I also read your explanation in sibling thread. IMHO you’re right about the calves not-killed if we only look for a specific time frame , but it can’t work on the long run. If you can please share some materials for us to learn more. Also, cows definitely needs a clave to start the milk production.


So what did they do with the calf?


The mother very quickly starts producing more milk than the calf can drink. In the wild the milk production levels off to the level of the calf's intake (and then slowly rises to match their needs as they age and then tapers off as they age further).

In a small dairy situation the calves are kept off of the cows for either the morning or the evening milking and so the cows' milk production remains high the entire time. The calf weans, but from the cow's udder's perspective the calf is still suckling like mad and so the cow keeps producing milk. The calf grows up and is bred themselves, doubling the milk output over the course of two to three years.

Now this isn't sustainable in a paperclip-optimizer kind of way, so only the best milkers are kept and the ones that either have a hard time getting pregnant, or are ornery, or produce less milk, or get sick regularly wind up getting harvested for their meat. But there's no need to kill the calves (at the local dairy scale).


I still don’t understand how you keep the calves alive.
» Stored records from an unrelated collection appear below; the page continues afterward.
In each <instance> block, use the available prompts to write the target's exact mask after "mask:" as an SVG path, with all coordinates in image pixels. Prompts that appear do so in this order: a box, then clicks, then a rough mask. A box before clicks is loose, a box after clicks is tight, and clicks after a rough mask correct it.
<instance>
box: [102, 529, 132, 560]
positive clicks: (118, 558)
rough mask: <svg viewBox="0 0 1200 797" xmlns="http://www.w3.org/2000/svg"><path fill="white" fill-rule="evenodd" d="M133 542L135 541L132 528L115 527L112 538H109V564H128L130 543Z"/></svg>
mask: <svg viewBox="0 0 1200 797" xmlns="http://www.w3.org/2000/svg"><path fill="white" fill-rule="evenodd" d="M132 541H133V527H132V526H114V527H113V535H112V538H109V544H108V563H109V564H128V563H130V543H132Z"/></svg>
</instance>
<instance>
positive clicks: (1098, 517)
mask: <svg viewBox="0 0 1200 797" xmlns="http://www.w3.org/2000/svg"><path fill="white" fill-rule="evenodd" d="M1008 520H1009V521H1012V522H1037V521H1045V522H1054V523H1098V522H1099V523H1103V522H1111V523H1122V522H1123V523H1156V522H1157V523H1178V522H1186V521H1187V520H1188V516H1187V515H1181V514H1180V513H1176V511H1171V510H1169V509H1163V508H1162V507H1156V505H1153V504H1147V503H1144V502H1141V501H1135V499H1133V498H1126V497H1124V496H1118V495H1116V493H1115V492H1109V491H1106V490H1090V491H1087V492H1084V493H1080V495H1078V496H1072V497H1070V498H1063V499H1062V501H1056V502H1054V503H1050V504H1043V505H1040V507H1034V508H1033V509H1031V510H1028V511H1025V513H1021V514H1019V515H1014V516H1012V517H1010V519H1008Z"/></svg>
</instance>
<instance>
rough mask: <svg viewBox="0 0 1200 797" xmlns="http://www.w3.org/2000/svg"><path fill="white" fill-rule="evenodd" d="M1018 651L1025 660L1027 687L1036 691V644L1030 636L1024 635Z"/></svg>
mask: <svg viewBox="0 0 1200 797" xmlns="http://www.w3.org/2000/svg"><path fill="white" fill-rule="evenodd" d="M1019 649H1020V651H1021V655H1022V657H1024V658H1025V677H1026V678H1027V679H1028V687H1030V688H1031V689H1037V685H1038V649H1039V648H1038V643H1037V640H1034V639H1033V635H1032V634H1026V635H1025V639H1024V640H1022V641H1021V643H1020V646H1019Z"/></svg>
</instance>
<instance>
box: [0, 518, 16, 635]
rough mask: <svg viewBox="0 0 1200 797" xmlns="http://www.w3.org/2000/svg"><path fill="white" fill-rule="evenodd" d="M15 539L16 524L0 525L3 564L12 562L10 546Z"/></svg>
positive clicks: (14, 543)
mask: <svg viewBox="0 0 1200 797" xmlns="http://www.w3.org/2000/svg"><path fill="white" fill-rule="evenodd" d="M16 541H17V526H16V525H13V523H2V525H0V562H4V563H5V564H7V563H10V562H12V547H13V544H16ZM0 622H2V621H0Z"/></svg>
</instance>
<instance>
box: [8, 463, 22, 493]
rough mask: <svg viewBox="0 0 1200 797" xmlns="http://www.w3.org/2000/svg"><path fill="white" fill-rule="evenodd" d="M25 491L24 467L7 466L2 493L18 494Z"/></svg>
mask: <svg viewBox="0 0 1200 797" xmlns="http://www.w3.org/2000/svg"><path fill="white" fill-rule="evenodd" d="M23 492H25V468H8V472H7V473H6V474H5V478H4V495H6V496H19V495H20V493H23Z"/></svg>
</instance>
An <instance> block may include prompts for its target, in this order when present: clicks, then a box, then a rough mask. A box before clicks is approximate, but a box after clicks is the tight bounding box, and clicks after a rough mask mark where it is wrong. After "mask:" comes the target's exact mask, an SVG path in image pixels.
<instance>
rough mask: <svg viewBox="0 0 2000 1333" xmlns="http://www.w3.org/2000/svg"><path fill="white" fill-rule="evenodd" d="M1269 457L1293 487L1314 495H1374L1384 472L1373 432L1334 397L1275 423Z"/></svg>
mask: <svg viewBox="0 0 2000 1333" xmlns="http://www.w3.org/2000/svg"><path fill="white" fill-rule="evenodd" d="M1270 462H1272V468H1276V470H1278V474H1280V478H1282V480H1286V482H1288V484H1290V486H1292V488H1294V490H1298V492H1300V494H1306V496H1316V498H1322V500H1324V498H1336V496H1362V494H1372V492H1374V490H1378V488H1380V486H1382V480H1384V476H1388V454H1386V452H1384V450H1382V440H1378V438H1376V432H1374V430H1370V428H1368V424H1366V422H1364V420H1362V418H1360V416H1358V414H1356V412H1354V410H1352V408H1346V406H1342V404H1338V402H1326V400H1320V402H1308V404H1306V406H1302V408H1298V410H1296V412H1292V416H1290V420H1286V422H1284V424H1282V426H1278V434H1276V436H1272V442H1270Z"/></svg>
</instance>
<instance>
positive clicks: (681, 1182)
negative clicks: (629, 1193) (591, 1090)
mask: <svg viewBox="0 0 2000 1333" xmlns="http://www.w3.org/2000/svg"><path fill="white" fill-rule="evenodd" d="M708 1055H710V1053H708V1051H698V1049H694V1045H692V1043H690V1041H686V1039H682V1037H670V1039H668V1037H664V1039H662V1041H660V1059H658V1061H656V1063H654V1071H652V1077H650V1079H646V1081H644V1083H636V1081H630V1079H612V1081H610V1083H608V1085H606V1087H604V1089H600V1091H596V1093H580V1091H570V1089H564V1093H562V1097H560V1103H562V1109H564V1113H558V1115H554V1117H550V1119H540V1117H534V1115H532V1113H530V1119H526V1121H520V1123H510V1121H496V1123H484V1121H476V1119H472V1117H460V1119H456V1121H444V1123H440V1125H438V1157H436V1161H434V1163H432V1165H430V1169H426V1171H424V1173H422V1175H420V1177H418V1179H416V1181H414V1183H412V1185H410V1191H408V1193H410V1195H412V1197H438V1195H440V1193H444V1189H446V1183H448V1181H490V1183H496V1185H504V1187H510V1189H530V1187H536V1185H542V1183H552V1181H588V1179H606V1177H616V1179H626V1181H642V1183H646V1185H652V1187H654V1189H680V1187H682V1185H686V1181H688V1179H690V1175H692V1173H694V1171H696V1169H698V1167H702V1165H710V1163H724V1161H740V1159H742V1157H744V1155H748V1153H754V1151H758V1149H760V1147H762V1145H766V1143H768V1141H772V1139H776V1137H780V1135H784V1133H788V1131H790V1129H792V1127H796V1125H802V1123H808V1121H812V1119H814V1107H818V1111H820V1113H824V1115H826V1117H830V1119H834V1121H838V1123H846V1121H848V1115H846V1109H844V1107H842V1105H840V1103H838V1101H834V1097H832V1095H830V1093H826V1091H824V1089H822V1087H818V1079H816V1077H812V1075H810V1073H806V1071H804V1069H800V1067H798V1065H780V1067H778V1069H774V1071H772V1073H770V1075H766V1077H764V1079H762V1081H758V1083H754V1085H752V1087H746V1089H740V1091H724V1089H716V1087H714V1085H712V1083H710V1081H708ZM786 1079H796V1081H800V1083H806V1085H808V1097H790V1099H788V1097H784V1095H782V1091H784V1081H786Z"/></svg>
Ok for one or two year but if you want to maintain a regular production over the years, at some point you’ll have a bunch of male cows (not sure the right English word for that) and a bunch of "bad milker cows". I mean I totally agree what you describe is possible and even the reality in a few ranch but it has nothing to do with what’s happening for the vast majority of cows.

Side note: on the other side of the calves killing scale, some farmers (in Swissland at least) started to kill male calves directly at birth because they found it more profitable at scale. Yummy Toblerone!


What about male calves?


Raise them up to a steer if you don't need breeding stock and use / sell them as a bull if you do.


Okay, so most of calves are still killed, but maybe after they grow up rather than while they're calves?


Wait until it is done weaning to start using it's mother's milk. Most Dairy cows don't need to have a calf to produce milk.


> Wait until it is done weaning to start using it's mother's milk.

Then what happens to the calf? They raise it to the end of it's natural lifespan as a pet? Are male and female calves treated differently?

> Most Dairy cows don't need to have a calf to produce milk.

I can't find anything to corroborate this. Every source I find on the topic says dairy cows produce milk for up to about one year after giving birth, then they need to be re-impregnated to begin producing milk again. Do you have a source for this claim?


Not a problem for most people, except vegans.


I'd wager most people actually do inconveniently hold some vegan ethics, but there's a blind spot due to tradition, culture, and habit.

For example, most people have some sheepishly held position against factory farming despite partaking in it. And they think it's wrong to kick a dog and a pig and a cow. And watching a documentary like Dominion or Earthlings makes them feel horrible so they'd prefer not to watch it.


It is a moral problem for many people, however changing delicious, traditional and healthy habits is not so evident. I don’t blame them.